Cosa sono i “beni comuni”? Il regolamento li classifica in “materiali” e “immateriali”. I primi sono spazi pubblici, parchi, aree abbandonate, scuole, beni culturali e altro (praticamente quasi tutti i beni pubblici di proprietà di Roma Capitale possono essere oggetto di patti di collaborazione con i cittadini, divenendo così beni comuni).

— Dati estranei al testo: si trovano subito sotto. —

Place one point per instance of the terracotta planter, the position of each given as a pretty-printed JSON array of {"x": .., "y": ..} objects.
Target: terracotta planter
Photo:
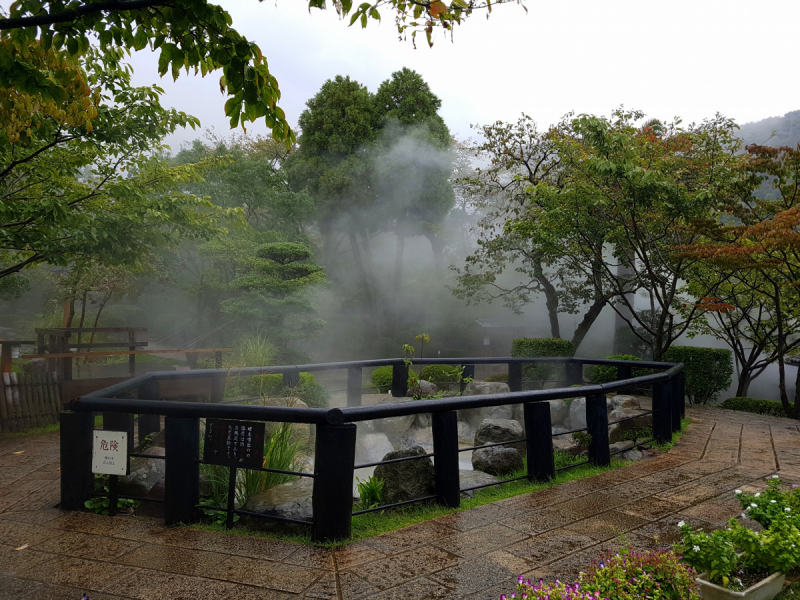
[{"x": 766, "y": 589}]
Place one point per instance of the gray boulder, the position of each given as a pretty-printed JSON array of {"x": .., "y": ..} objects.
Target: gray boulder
[
  {"x": 472, "y": 478},
  {"x": 291, "y": 500},
  {"x": 497, "y": 460},
  {"x": 559, "y": 413},
  {"x": 408, "y": 479},
  {"x": 422, "y": 389},
  {"x": 493, "y": 431},
  {"x": 372, "y": 447}
]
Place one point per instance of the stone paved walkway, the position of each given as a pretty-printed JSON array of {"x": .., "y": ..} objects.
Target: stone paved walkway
[{"x": 474, "y": 554}]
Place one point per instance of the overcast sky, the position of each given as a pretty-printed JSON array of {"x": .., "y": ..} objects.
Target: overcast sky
[{"x": 688, "y": 58}]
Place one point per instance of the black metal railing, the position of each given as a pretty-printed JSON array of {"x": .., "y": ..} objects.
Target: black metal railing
[{"x": 335, "y": 441}]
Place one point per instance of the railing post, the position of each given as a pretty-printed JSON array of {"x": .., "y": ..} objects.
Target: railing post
[
  {"x": 148, "y": 424},
  {"x": 182, "y": 469},
  {"x": 624, "y": 372},
  {"x": 538, "y": 433},
  {"x": 662, "y": 412},
  {"x": 332, "y": 498},
  {"x": 399, "y": 380},
  {"x": 597, "y": 421},
  {"x": 354, "y": 379},
  {"x": 674, "y": 403},
  {"x": 515, "y": 377},
  {"x": 467, "y": 372},
  {"x": 291, "y": 379},
  {"x": 77, "y": 481},
  {"x": 574, "y": 372},
  {"x": 113, "y": 421},
  {"x": 445, "y": 447}
]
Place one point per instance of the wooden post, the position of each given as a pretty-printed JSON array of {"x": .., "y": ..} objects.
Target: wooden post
[
  {"x": 538, "y": 432},
  {"x": 662, "y": 413},
  {"x": 332, "y": 498},
  {"x": 132, "y": 357},
  {"x": 399, "y": 380},
  {"x": 597, "y": 421},
  {"x": 354, "y": 386},
  {"x": 182, "y": 469},
  {"x": 445, "y": 447},
  {"x": 77, "y": 481},
  {"x": 515, "y": 377}
]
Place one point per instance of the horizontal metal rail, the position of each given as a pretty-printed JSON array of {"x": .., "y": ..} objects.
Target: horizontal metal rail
[
  {"x": 393, "y": 460},
  {"x": 269, "y": 517},
  {"x": 396, "y": 504},
  {"x": 501, "y": 482},
  {"x": 493, "y": 444}
]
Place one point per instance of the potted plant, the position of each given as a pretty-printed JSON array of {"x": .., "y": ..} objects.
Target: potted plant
[{"x": 739, "y": 562}]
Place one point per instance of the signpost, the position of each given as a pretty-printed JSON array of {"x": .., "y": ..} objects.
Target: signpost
[
  {"x": 234, "y": 444},
  {"x": 110, "y": 457}
]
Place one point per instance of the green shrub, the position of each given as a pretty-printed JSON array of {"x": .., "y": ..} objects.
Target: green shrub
[
  {"x": 382, "y": 378},
  {"x": 441, "y": 374},
  {"x": 607, "y": 373},
  {"x": 271, "y": 386},
  {"x": 500, "y": 377},
  {"x": 757, "y": 406},
  {"x": 540, "y": 348},
  {"x": 708, "y": 370}
]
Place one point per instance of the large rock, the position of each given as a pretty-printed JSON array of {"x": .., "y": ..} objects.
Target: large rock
[
  {"x": 372, "y": 447},
  {"x": 481, "y": 388},
  {"x": 469, "y": 479},
  {"x": 493, "y": 431},
  {"x": 422, "y": 390},
  {"x": 497, "y": 460},
  {"x": 559, "y": 413},
  {"x": 418, "y": 437},
  {"x": 577, "y": 414},
  {"x": 146, "y": 476},
  {"x": 408, "y": 479},
  {"x": 291, "y": 500}
]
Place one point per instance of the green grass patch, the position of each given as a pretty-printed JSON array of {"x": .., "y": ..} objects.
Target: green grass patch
[{"x": 376, "y": 523}]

I beni “immateriali” sono legalità, memoria collettiva, informazione, feste popolari, dialetto, arte, musica…: tutti i beni impalpabili e invisibili fondamentali per una vita degna e civile.

La gestione dei beni comuni vede così la corresponsabilità gestionale, in prima persona, dei cittadini che divengono “cittadini attivi”: riuniti in associazioni, comitati di quartiere, aggregazioni informali e anche come singole persone – compresi gli stranieri che vivono a Roma e i pendolari da fuori –, agiscono come volontari in modo “personale, spontaneo, gratuito, senza fini di lucro”.

La partecipazione volontaria alla cura della cosa pubblica si formalizza con un “patto di collaborazione”, ai sensi della legge n. 241/1990. Chi svolge attività di volontariato cittadino, dato che con il proprio operato si prende cura gratuitamente dei beni comuni, è esentato dal pagamento degli oneri normalmente previsti come l’occupazione suolo pubblico. Per facilitare l’esercizio del volontariato il Campidoglio farà in modo che i patti di collaborazione si possano stipulare in modo semplice, formando “funzionari facilitatori” nei Municipi e nei Dipartimenti più interessati: verde, politiche sociali, scuola.